No I am not talking about the SLA from december 2021.

I’m trying to quantify the required features for admin, developers, and users we would expect in enterprise scenarios. Maybe not exactly that amount – and to be fair I haven’t done the calculations. But my point is that there are a few important things one needs to consider running an enterprise-scale D365 CE project. Let’s start from the top.

What do we consider being Enterprise. As a enterprise architect I would say it is the governing realm of all business processes, people, solutions and data we require to deliver a specified set of services or products to a given market. In essence this is either a company, group of companies or a business unit within a company.

But for this article, the enterprise also emphasizes large volumes of transactions, traceability requirements, risk mitigation, scalability, Application Lifecycle support, etc. The list goes on, but all refer to the variables that occur within companies doing extensive scale activities, combining many people across many systems and solutions.

For this article, I have focused on development and large amounts of transactions being sent to and from D365 Customer Engagement.

Firstly the requirement of dealing with large amounts of transactions.

It is not unusual for large organization to deal with 100 000s of transactions daily. Transactions ranging from monetary i.e. sales orders to IT administrational such as audit logs.

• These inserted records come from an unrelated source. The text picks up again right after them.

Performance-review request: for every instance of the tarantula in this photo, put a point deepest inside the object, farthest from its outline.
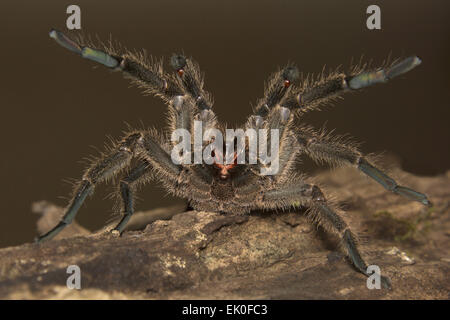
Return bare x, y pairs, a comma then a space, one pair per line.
233, 187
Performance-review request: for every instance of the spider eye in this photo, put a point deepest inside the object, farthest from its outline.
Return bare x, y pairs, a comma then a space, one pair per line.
290, 74
178, 62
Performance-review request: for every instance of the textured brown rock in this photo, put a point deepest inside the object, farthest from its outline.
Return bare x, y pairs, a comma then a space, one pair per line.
265, 255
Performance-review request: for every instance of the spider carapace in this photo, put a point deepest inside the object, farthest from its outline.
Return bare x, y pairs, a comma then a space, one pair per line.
233, 188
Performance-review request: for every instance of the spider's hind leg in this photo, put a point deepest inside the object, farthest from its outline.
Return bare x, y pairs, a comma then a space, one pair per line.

Usually, you’d have a requirement of ensuring 100% delivery of these transactions. Regardless if it is receiving or sending. To accomplish this, you need to make sure you always ensure transactions are routed and created correctly. There are many ways of achieving just that. But in simple terms – we want to avoid failure scenarios causing data loss. For the D365 Customer Engagement platform – apart from apparent bugs in logic, these failure scenarios are most commonly caused by high-level data mismatches. For example, if you use incorrect parameters in lookup fields, causing records to fail to be created.
But ever so common, you also hit design limits in your technology. The most common technology used for transacting data in and out of the Dynamics 365 Customer Engagement platform is the standard API provided by Microsoft. These service protection limits are there to safeguard the Dynamics 365 CE platform from misuse – ultimately rendering the entire service unusable.

https://docs.microsoft.com/en-us/power-apps/developer/data-platform/api-limits

The limits have changed over time but currently it is limited to one user performing 8000 service calls to the API within a 5 minute sliding window. If we were to misuse this – the service responds with a 429 error.

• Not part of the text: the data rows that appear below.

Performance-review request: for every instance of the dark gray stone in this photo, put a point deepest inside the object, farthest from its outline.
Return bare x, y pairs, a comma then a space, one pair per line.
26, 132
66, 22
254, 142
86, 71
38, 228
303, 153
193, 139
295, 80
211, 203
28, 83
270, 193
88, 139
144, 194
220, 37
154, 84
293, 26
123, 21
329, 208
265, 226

Naturally, Microsoft offers many ways to deal with this, and most of them will eventually provide a solution. You can add more users, segment the calls into batches, throttle the speed of calls to the API, etc. But essentially, you need to be proactive! Microsoft will not do this for you – this is something you need to plan for developing your solutions and logic.

So is this enough? Are we there? Sorry – we aren’t.

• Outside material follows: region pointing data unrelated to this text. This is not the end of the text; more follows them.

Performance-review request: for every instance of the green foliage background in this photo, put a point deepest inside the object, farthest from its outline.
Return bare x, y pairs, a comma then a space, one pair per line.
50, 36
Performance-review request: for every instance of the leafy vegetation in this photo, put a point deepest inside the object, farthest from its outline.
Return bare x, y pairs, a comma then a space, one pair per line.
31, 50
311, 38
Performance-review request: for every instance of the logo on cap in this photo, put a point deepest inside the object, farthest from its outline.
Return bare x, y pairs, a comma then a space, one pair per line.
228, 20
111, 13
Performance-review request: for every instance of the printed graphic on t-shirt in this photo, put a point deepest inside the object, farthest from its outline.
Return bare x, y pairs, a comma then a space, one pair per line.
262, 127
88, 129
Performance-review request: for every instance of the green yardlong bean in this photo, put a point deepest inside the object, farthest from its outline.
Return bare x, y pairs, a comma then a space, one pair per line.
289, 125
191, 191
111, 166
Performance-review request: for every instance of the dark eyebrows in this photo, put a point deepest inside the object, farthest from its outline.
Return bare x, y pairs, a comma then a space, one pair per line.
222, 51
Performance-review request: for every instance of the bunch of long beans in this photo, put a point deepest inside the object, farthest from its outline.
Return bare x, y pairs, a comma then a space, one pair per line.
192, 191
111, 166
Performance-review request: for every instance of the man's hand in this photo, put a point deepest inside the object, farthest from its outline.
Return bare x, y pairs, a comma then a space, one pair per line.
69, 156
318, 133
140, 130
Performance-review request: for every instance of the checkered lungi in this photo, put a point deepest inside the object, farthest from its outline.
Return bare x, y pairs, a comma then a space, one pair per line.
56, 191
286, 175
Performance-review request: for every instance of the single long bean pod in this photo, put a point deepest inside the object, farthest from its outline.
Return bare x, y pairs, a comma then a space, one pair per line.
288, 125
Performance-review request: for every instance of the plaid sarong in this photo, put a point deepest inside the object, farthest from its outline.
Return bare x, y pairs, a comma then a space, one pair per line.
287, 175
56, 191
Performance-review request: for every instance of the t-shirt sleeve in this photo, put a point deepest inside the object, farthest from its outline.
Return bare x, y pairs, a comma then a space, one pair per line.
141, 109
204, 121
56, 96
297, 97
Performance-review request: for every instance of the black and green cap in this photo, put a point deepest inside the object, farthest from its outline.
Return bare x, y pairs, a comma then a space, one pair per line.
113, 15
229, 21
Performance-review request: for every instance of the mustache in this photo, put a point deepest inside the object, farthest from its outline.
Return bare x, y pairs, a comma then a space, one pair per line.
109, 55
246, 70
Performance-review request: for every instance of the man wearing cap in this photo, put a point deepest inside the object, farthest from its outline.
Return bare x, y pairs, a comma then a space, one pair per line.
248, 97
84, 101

On top of all our efforts, we also need to understand that we are not alone in providing our service as a business consultant using the Microsoft platform. Essentially we are partnering with Microsoft to deliver the service. Using cloud services means Microsoft employs most of your applications and infrastructure specialists. We also need to appreciate that services in the cloud are also hardware somewhere that needs to be correctly tuned to fit our requirements. The latter isn’t always plug n play!

I often see services such as Azure logic apps or Dynamics 365 CE API stop responding. Logic calls the API and dataverse responds with 400.


In a recent project, we had these issues 1-2 times out of 10 000 records. It is enough to cause grave problems for an enterprise and must be dealt with. Contacting Microsoft support, you’ll learn that the only fix is to adjust the resources in their backend. So nothing you can control in advance unless you take your chances and lower the rate of transactions per minute. But by doing so – you’d never know and control other areas of logic calling the same service. So my advice to deal with these types of issues…..always do stress testing….so you do not need to stress.

Further on to the requirements gap for delivering a functioning ALM with Dynamics 365 Customer Engagement.

I am a true believer in devops and I use Azure DevOps extensively and sometimes it is the only place for all my project activites and documentation. In my previous blog article I wrote about manual intervention. It is what I use in my releases via ADO pipelines in order to complete the set of activities required where D365 CE falls short of providing programmtically ways of changing or applying logic to the D365 CE environment. Below I would like to address those activities that I wish had better ways to manipulate using codes or scripts.

Fiscal Year – required setting for most companies but not possible to set either via the API or powershell. You have to go somewhere and press a few buttons.

App feature settings such as Export to PDF etc – you have to logon to the app and choose entities used for pdt exports.

Turn of preview features such as enhanced product experience must be done manually.

Almost all settings in powerportal admin center such as dataverse search on, audit log settings.

Register webhooks via the plug in registration tool must be done manually.

So unfortunately as of today – there are a few things hindering us from delivering a complete solution offering zero touch ALM processes dealing with the Dynamics 365 Customer Engagement.